In silico studies and novel formulations have further explored the translational potential of these compounds. Molecular docking and network pharmacology studies have identified multiple targets and signaling pathways, while nanoparticle-based delivery systems, PLGA microspheres, selenium nanoparticles, and nanovaccines improve bioavailability, tumor targeting, and therapeutic efficacy.
An integrative analysis across cancer types reveals that immune modulation, apoptosis induction, and chemosensitization are the most consistently observed mechanisms of AS-IV and APS, whereas metabolic regulation and specific signaling pathway modulation show cancer-type specificity. In liver cancer, AS-IV consistently induces apoptosis, inhibits glycolysis, and reverses MDR, while APS modulates immune responses and enhances chemotherapy efficacy. In colorectal cancer, AS-IV strongly inhibits Wnt/β-catenin signaling, reverses EMT, and modulates gut microbiota, whereas APS activates CD8+ T cell–mediated immunity and serves as an adjuvant in nanoparticle-based vaccines. In gastric cancer, both AS-IV and APS regulate circRNA/miRNA axes, CAF function, and EMT, and enhance chemotherapy sensitivity. Evidence for pancreatic and oral cancers is limited but indicates promising effects through autophagy regulation, apoptosis induction, and AKT/AMPK pathway modulation.
Despite encouraging preclinical findings, several challenges remain. Most studies are limited to in vitro or animal models, with insufficient pharmacokinetic, toxicological, and safety evaluations to support clinical translation. AS-IV suffers from poor bioavailability, APS exhibits structural heterogeneity, and large-scale production and stability of nanoparticle formulations remain technical hurdles. Additionally, the complexity of intersecting molecular targets and signaling networks necessitates further mechanistic studies using multi-omics approaches to identify key regulatory nodes and biomarkers.
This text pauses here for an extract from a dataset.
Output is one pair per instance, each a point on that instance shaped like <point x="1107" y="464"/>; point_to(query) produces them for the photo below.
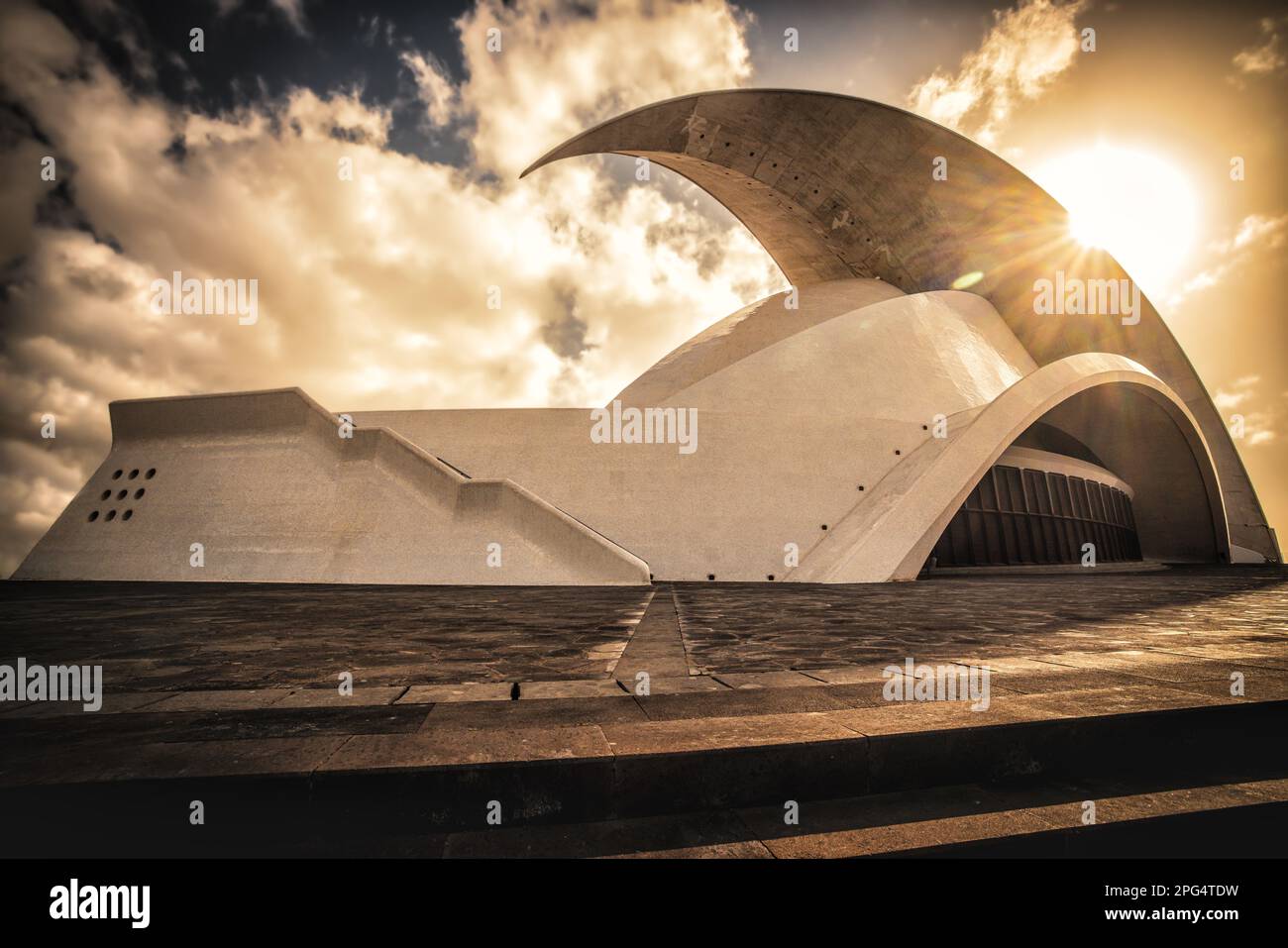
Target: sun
<point x="1133" y="204"/>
In conclusion, AS-IV and APS exhibit remarkable antitumor activities across digestive system malignancies through multifaceted mechanisms, including apoptosis induction, modulation of metabolic pathways, reprogramming of the tumor immune microenvironment, and enhancement of chemosensitivity. To advance clinical translation, future research should focus on elucidating precise molecular targets and signaling pathways, developing efficient and safe delivery systems and combination strategies, and conducting systematic preclinical and early-phase clinical studies. AS-IV and APS represent promising anticancer candidates that bridge traditional medicinal knowledge with modern precision therapeutics, offering innovative avenues for integrated prevention and treatment of digestive system cancers.